WHAT IS MOBILOMANIA? IS IT TELEPHILIA? ! By CAMERON DUODU
K1: Koo, how are you coping with this technological age? The smart phones, in particular, keep changing and becoming more complex! And so – inevitably – the secret services of governments everywhere want them to do all their work for them, by sitting back and tapping — into mobile phones! Apple versus the FBI on whether it is constitutional to intercept private communications; a similar row in the British House of Commons on a proposed law basically abolishing the remnants of what protection of electronic communications as the GCHQ hasn’t confiscated already; and now, guess what – the Ghana Government too wants to pass a bill that will UNCONSTITUTIONALLY empower it to listen in to the plans of the opposition parties! In election year! And it is presenting the bill as one that will make it illegal to STEAL postal packages or something! As if we didn’t have enough laws about theft in this country! (1)

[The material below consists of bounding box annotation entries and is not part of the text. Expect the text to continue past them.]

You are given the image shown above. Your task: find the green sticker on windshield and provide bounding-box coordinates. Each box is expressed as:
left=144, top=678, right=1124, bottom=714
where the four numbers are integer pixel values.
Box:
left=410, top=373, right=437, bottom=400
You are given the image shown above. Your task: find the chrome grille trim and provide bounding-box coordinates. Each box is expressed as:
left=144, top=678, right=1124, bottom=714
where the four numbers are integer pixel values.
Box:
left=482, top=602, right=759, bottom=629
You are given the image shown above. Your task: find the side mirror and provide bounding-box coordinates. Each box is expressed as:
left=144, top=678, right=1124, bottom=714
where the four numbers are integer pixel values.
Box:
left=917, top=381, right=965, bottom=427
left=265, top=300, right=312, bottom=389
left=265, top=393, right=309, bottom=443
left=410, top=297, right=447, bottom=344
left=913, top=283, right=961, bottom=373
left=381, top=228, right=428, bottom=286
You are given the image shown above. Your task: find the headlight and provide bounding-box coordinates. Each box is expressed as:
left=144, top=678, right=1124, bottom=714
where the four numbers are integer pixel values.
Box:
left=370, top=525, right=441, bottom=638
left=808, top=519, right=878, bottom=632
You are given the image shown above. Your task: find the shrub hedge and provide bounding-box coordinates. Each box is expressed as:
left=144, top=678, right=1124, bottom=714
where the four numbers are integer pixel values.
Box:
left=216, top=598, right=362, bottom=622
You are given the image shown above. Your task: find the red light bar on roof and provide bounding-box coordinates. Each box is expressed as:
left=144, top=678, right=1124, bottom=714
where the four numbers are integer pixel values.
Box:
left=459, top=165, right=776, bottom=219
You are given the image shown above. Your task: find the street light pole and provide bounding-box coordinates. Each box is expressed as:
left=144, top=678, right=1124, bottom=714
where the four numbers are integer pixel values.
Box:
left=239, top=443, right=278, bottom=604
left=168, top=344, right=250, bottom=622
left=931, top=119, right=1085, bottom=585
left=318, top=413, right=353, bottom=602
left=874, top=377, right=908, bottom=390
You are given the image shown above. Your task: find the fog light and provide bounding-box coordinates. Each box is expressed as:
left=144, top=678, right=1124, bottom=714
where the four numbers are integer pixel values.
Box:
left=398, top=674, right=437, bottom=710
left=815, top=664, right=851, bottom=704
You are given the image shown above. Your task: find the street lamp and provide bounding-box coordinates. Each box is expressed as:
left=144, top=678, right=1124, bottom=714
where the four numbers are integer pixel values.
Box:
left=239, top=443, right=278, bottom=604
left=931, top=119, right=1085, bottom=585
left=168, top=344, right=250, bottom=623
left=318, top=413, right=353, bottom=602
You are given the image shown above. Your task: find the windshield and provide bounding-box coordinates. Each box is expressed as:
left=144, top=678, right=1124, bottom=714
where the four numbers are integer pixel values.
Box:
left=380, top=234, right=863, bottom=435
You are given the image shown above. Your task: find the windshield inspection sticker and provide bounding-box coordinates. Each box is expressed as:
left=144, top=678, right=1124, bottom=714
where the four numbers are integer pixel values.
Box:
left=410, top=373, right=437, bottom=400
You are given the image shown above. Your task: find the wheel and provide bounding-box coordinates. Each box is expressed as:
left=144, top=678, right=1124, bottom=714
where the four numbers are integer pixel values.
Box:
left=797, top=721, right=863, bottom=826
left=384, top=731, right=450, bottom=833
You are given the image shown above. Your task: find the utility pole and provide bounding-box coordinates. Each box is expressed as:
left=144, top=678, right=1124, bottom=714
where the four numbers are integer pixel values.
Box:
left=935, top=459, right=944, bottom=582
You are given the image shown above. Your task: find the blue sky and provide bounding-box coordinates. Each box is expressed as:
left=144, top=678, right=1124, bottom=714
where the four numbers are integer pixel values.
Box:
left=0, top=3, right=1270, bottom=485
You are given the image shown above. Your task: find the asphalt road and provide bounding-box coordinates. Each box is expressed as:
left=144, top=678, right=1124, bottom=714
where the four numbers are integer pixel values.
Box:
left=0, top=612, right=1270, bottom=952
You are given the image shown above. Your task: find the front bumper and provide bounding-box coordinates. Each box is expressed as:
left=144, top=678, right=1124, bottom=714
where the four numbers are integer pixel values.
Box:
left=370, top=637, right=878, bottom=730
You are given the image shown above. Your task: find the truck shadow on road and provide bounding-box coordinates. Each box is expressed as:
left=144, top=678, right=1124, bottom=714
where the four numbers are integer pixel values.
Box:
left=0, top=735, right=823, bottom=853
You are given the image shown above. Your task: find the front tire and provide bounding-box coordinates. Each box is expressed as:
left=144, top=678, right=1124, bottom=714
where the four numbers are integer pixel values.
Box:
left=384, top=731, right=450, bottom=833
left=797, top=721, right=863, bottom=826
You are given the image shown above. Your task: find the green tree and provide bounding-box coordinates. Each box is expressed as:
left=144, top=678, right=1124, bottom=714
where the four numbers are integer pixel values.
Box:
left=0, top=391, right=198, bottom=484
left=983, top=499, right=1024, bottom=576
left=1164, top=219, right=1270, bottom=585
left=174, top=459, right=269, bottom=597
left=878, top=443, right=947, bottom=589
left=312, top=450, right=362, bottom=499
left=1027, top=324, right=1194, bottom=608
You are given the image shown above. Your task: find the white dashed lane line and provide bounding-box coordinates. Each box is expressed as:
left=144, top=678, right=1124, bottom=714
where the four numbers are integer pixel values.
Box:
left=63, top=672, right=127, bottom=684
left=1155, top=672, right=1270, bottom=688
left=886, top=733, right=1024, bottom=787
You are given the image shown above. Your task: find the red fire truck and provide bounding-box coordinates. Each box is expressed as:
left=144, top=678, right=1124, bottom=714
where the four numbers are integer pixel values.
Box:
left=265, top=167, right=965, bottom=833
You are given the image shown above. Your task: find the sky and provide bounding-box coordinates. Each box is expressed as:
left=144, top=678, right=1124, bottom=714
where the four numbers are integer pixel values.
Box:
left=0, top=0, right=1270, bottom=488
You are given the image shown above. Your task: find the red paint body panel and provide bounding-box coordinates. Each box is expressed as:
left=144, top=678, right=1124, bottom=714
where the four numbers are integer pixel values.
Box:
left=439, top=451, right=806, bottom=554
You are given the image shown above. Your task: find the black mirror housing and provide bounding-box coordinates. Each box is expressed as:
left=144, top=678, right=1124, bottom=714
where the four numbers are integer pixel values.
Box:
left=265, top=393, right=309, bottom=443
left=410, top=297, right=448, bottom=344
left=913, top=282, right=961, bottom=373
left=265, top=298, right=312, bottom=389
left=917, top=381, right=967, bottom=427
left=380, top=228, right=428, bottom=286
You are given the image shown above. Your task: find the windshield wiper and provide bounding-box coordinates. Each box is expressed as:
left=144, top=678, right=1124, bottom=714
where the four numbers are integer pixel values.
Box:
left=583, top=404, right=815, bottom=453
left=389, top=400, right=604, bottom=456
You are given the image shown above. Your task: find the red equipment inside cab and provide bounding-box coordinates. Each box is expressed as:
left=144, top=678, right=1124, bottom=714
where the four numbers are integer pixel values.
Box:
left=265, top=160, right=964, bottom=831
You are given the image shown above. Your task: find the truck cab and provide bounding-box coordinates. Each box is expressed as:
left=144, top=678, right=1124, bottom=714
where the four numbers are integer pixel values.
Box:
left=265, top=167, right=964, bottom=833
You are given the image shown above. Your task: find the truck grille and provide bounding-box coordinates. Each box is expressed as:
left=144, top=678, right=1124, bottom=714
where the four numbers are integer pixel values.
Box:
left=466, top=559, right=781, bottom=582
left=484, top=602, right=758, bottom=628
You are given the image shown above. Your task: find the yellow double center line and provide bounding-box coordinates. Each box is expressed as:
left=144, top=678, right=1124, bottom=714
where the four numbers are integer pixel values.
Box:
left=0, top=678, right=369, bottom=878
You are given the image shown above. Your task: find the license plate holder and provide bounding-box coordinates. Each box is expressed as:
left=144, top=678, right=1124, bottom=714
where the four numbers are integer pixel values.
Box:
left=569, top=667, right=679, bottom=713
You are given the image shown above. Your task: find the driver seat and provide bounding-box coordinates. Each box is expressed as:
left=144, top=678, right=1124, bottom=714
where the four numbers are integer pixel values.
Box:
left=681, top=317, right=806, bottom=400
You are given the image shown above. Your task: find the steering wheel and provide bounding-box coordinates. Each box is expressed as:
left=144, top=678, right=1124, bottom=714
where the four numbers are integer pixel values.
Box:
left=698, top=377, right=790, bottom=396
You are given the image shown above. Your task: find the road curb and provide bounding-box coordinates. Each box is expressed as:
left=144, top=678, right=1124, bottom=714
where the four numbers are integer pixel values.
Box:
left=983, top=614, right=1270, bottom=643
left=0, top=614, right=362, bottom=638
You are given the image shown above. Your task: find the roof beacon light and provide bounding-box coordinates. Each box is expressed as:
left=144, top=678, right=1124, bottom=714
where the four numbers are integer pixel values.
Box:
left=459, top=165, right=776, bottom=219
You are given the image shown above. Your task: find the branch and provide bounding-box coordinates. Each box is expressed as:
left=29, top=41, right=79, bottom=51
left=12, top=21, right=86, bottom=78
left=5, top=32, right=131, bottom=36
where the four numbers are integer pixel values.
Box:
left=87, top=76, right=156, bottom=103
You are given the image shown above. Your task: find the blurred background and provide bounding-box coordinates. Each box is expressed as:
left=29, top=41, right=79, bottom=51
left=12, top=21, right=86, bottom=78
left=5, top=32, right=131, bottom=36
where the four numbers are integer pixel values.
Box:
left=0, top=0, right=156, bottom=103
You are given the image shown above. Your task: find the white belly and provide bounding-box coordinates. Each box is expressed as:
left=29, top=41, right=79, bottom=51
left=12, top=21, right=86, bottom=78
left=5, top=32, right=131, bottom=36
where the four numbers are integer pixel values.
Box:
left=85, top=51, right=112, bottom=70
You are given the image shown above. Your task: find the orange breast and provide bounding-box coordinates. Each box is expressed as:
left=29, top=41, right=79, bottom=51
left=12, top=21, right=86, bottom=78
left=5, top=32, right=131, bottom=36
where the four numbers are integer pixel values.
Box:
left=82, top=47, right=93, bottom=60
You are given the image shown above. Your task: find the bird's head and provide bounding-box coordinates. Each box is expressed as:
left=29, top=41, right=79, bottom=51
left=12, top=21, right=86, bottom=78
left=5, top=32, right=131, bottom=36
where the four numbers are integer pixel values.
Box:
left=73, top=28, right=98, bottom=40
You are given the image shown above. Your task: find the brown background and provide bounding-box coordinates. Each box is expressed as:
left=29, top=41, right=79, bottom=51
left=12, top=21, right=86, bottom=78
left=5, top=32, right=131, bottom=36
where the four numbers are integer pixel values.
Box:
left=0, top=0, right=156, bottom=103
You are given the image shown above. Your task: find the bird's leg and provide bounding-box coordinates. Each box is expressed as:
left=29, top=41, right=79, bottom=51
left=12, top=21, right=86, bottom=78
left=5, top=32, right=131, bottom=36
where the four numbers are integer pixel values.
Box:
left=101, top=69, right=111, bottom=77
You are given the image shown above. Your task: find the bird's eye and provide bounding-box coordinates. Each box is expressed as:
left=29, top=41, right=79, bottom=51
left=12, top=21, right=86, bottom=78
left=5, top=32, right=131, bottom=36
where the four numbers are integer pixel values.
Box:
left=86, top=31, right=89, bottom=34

K2 – But Koo, you are the world affairs nut – I thought the era of Big Brother ended with the fall of the Berlin Wall in 1989!
– Small Boy! You thought? You don’t know the ways of world governments, eh? Listen, George Orwell, who invented Big Brother, gave a list of British writers to the BBC, when he was working there, who he said were “Communist fellow travellers” whom the BBC should not allow to express their views on the air! Yet the British never stopped berating the Russians for practising thought control!3
– Hypocrisy is the name of the game, what?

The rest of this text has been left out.